The deoxygenation of HMF can lead to the formation of either furanic compounds (e.g., DMF) or linear products (e.g., adipic acid and 1,6-HD), which depend on the bond cleavage occurring at either C-O-C or C-OH/C=O bond. Monometallic catalysts such as Pt, Pd, and Ni generally exhibit high activity in hydrogenolysis of C-OH/C=O bonds, but they may accelerate undesirable hydrogenation of furan ring to saturated compounds as well. To enhance the selectivity in C-OH/C=O bond cleavage, an effective method is the introduction of a second metal into the active metal. With appropriate electronic properties and preferential adsorption ability for C-OH/C=O bonds, bimetalltic catalysts enable selective deoxygenation of HMF to DMF. For the transformation of HMF into 1,6-HD, Pt catalysts modified by tungsten or rhenium oxides are highly effective. Brønsted acid sites generated from W-OH or Re-OH species are identified as the active centers for the C-O bond cleavage. When water-tolerant Brønsted acid Nb2O5·xH2O was combined with Pt nanoparticles, the C-O-C bonds inside FDCA could be cleaved, and produced adipic acid. However, at the same time, over-hydrogenation and decarboxylation of carboxyl groups also occurred, significantly restricting the selectivity of adipic acid. As a consequence, efficient strategies and catalysts are still in urgent needs to achieve the selective deoxygenation of the oxygen inside furan ring while keeping the carboxylic groups untouched.

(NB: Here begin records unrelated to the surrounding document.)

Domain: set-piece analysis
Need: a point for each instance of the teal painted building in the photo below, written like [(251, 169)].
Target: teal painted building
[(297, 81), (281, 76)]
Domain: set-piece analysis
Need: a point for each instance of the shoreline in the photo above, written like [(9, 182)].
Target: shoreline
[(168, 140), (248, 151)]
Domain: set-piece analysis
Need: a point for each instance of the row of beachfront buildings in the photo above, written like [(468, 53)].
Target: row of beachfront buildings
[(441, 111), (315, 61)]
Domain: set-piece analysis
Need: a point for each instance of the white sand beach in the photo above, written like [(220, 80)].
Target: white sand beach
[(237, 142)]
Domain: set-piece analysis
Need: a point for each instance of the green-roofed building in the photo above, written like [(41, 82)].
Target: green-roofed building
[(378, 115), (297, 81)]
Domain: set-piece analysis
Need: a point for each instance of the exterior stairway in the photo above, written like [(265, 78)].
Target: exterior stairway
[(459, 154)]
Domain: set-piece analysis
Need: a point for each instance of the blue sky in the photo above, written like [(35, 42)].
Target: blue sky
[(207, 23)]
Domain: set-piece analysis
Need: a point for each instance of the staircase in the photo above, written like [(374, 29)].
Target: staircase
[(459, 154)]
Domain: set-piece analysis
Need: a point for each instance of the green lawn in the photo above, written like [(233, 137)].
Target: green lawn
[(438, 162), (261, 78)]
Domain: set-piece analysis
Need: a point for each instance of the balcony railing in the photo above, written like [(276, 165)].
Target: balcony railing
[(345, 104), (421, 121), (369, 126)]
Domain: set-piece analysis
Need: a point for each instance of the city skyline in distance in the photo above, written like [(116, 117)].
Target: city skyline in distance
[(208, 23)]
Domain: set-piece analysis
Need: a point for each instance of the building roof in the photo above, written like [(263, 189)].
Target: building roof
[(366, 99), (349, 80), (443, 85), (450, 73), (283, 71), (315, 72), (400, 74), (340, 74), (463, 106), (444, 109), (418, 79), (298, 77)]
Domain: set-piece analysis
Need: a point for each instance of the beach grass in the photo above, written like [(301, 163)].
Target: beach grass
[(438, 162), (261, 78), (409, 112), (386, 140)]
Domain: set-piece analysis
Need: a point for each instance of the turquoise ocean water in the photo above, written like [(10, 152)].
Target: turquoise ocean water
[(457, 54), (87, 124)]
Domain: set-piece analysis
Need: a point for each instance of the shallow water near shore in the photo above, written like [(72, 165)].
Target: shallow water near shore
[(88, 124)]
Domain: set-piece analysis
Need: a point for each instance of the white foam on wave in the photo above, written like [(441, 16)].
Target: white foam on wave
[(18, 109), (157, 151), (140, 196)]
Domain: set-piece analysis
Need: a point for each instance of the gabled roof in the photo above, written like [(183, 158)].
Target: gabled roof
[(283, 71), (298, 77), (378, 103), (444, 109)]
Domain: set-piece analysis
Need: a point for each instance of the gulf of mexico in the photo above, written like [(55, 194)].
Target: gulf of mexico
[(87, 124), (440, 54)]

Moreover, the stability of the deoxygenation catalysts is also of importance under hydrothermal conditions, since the water is not only a green solvent, but also can act as a Brønsted acid to participate in the hydrodeoxygenation. The use of water-tolerant materials to support or confine active sites may be a promising strategy to enhance the stability. Additionally, the fabrication of efficient catalysts that are workable under mild conditions (e.g.,room temperature or < 373 K) is also beneficial to the catalyst stability.